A new report from a US-based research firm predicts strong demand for vendor neutral archives over the next few years.

The IMS Research report, ‘Medical Enterprise Data Storage – World – 2013’ claims that “the migration to VNA has been the biggest trend in the healthcare IT market for the past 18 months.”

Shane Walker, senior manager for consumer and digital health research at IHS, said: “VNA is set to be at the forefront of how all hospitals manage their patient images during the next decade.

“The technology is moving beyond its initial goal of simply managing PACS images. Instead, migration of PACS to VNA also is leading to the establishment of solutions for non-PACS departmental information, thereby shaping the future of how all information is shared and stored in healthcare.”

VNAs enable images and documents to be accessed in a standard format, making it possible to share images between different PACS used in the same hospital and to share other non-structured data such as documents.

The report says that demand for improved interoperability is growing at a departmental level and that in radiology and cardiology in particular, PACS images are increasingly being migrated into VNAs.

It predicts that dermatology images, endoscopy videos and sleep and gait analysis studies are likely to be seen as the next types of departmental image information suitable for migration.

The five-year VNA study forecasts growth at 990% for Europe, Middle East and Africa, 220% for the Americas and 1,960% for Asia Pacific.

The demand for image sharing is strong in Western Europe, the report says, because of the growing belief that interoperable care could improve efficiency, not only between departments, but also between healthcare providers.
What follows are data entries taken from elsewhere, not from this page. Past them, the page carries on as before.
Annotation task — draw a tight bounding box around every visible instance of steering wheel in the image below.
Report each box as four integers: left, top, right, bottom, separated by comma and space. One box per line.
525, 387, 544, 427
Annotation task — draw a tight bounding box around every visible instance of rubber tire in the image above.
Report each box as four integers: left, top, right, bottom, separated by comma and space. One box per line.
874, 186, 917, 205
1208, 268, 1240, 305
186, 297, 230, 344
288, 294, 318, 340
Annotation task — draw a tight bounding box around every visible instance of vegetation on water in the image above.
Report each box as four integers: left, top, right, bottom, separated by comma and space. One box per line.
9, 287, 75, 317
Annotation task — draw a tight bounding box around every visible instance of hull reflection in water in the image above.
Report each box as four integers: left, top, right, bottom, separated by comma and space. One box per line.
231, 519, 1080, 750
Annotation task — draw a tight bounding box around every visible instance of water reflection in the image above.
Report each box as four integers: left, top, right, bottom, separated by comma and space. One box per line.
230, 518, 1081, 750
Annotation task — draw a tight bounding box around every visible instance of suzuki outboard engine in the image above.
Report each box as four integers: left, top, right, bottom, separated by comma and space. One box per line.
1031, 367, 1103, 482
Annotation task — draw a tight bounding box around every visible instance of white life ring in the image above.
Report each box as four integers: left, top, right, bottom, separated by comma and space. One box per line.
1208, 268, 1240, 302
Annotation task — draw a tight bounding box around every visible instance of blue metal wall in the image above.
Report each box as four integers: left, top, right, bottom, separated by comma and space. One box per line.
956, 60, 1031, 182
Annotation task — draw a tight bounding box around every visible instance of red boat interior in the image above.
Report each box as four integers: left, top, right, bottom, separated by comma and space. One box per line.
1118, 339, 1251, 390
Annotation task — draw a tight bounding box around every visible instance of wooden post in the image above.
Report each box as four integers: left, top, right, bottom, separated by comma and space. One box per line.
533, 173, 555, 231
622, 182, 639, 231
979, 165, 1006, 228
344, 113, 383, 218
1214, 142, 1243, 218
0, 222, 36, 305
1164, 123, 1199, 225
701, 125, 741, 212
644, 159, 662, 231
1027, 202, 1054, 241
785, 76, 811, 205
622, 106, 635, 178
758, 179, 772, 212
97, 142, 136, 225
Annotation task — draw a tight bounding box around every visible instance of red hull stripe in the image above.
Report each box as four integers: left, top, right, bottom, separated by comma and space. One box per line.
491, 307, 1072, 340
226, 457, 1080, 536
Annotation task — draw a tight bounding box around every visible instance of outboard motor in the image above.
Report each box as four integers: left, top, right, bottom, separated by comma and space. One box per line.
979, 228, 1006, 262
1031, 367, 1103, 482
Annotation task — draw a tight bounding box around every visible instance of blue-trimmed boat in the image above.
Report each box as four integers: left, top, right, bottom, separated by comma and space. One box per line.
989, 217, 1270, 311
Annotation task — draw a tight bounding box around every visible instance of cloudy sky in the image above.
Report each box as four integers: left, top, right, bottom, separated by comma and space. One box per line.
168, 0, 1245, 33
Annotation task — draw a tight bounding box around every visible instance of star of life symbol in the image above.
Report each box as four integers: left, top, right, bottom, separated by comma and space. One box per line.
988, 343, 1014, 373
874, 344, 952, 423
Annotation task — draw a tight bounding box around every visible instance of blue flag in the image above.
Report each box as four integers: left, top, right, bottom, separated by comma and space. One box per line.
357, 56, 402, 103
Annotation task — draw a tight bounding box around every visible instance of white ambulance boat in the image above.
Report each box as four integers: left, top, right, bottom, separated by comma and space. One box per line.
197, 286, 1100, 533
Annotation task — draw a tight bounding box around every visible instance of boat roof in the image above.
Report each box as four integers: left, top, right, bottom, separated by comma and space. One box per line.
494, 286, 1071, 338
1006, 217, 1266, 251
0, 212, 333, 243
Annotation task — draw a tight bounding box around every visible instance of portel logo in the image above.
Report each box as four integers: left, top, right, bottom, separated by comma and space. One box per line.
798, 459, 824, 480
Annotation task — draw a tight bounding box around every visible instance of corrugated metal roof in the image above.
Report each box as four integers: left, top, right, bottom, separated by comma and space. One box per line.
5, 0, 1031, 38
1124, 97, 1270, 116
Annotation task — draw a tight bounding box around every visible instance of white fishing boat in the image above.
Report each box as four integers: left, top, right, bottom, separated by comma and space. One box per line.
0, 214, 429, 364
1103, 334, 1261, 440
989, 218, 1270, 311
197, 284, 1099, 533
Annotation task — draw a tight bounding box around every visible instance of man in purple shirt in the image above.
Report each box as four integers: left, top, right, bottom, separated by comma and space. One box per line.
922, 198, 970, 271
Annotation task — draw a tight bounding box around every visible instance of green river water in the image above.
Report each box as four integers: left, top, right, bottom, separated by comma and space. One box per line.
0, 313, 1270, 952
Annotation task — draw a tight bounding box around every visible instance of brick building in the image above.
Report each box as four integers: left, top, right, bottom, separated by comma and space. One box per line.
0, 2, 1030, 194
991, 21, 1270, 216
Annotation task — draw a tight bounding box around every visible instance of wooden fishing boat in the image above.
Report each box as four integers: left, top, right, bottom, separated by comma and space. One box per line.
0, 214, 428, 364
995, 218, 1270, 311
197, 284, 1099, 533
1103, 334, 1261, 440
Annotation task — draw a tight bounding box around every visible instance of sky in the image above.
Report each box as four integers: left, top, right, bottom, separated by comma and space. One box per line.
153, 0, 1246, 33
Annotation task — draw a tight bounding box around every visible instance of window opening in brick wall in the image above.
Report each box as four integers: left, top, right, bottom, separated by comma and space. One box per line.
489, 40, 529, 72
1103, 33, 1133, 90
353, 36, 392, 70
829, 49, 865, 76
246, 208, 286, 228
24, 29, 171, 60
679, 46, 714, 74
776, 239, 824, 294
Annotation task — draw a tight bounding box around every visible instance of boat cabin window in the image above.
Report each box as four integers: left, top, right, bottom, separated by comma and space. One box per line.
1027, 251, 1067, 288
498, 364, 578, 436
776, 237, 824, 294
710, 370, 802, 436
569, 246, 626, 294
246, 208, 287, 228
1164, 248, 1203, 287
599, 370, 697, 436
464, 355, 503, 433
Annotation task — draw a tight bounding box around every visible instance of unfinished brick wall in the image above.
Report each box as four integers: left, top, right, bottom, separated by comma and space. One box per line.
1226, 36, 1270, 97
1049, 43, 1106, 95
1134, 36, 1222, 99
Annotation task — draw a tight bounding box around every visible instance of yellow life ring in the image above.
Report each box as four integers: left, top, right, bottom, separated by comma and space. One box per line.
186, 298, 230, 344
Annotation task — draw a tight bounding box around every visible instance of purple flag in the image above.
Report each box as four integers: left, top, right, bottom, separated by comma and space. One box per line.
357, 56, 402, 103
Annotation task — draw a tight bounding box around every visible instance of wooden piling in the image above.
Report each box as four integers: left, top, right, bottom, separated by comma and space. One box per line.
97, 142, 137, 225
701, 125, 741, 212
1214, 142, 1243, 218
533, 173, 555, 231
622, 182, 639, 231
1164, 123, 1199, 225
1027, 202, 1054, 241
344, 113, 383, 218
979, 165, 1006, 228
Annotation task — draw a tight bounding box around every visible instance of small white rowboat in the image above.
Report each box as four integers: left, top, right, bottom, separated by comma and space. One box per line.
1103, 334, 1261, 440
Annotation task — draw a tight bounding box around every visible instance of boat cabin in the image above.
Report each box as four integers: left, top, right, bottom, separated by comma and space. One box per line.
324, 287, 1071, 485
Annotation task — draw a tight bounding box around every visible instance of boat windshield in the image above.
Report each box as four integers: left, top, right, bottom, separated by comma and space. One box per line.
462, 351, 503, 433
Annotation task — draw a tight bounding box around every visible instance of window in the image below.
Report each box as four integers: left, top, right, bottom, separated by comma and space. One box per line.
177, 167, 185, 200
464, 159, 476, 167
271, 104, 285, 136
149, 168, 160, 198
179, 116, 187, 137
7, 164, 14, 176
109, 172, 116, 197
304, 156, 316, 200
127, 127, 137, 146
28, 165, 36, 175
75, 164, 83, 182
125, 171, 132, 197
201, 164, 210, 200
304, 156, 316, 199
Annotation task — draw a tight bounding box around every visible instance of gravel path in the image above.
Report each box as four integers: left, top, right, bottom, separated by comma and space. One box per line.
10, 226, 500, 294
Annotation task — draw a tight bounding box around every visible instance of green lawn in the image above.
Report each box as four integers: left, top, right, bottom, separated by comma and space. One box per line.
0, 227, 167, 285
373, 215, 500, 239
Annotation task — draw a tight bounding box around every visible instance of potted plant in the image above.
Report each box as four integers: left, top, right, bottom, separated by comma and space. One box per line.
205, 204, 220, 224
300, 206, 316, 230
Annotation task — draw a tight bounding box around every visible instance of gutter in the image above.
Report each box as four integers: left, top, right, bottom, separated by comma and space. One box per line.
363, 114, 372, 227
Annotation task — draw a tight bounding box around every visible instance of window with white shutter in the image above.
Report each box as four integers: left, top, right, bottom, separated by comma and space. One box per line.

In the US, however, the complexity of the healthcare system means there is little demand for image-sharing between healthcare providers.

To date, non-DICOM files, such as JPEGs, TIFFs, PDFs, MPEG videos and WAV audio, have had little influence in the VNA market, but this is expected to change as the demand for interoperable patient care increases, the report says.

This would offer a “wealth” of new migration opportunities for VNA and healthcare information technology vendors, it adds.